Are the watchdogs letting robos run wild?

Despite efforts to close gaps, lack of clarity persists in robo-advisor regulation

Are the watchdogs letting robos run wild?
Sci-fi enthusiasts may know Isaac Asimov’s Three Laws of Robotics, and fans of Robocop might recall his three Prime Directives. The upshot: Robots need to be programmed to do no harm.

Unfortunately, the rules governing Canada’s robo-advisors are more rudimentary.

“The excitement around fintech has been accompanied by concerns that the industry is unregulated or less regulated than the traditional banking and financial services industry,” according to an article recently published on legal intelligence site JD Supra. “Regulatory gaps and risks certainly do exist, but the Fintech industry is not necessarily the Wild West.”

Regulation of Fintech in Canada, written by Andrea C. Johnson and Jawaid Panjwani of leading global law firm Dentons, gives an overview of regulation for various types of fintech firms. These include robo-advisors, which pose a regulatory challenge: while they use a new business model, various aspects of the business overlap with existing laws and rules.

Under provincial securities law, fintechs that facilitate investments should comply with registration, prospectus, and disclosure requirements to let investors make informed decisions. Firms that trade, underwrite, or provide advice in securities should also follow specific registration and licensing requirements.

However, regulators have tended to be flexible toward fintech firms. In particular, the Ontario Securities Commission (OSC) and Quebec’s Autorité des marchées financiers have given innovative fintech businesses certain freedoms, including exempting them from regulations over a limited “test period,” during which they can engage in securities-related activities.

Robo-advisors like to advertise their speed and convenience, which is largely based on doing remote online transactions. “This runs straight into know-your-customer (KYC) requirements imposed on the banking and financial services industry,” the piece said, referring in particular to the Proceeds of Crime (Money Laundering) and Terrorist Financing Act.

But are robo-advisors held to those requirements? The authors had this to say:  “Online money transfer services, robo-advisors, crowdfunding platforms, peer-to-peer lending platforms online lenders and digital currency MSBs [money service businesses] may have to adhere to these KYC requirements.”

Earlier this year, robo-advisor firms WealthSimple and Nest Wealth called on regulators to let them register clients entirely online, without having to speak with an advisor.

One other issue is that of privacy and data security. Fintech firms collect information for various purposes, such as creating credit risk profiles, determining customer preferences, and identifying and measuring financial risk. Under Canada’s Personal Information Protection and Electronic Documents Act, personal information should be collected with clients’ knowledge and consent.
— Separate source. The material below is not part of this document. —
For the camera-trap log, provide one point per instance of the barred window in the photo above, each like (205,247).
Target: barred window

More importantly, companies should have security safeguards to protect sensitive information against loss, theft, and unauthorized access. The Federal government introduced rules and requirements regarding data breaches in mid-2015. Once the rules kick in, organizations must report any breach of safeguards involving personal information, including financial data, under their control; otherwise, they will face monetary penalties.

Fintech and cybersecurity are among the major priority compliance priorities announced by the CSA for this year.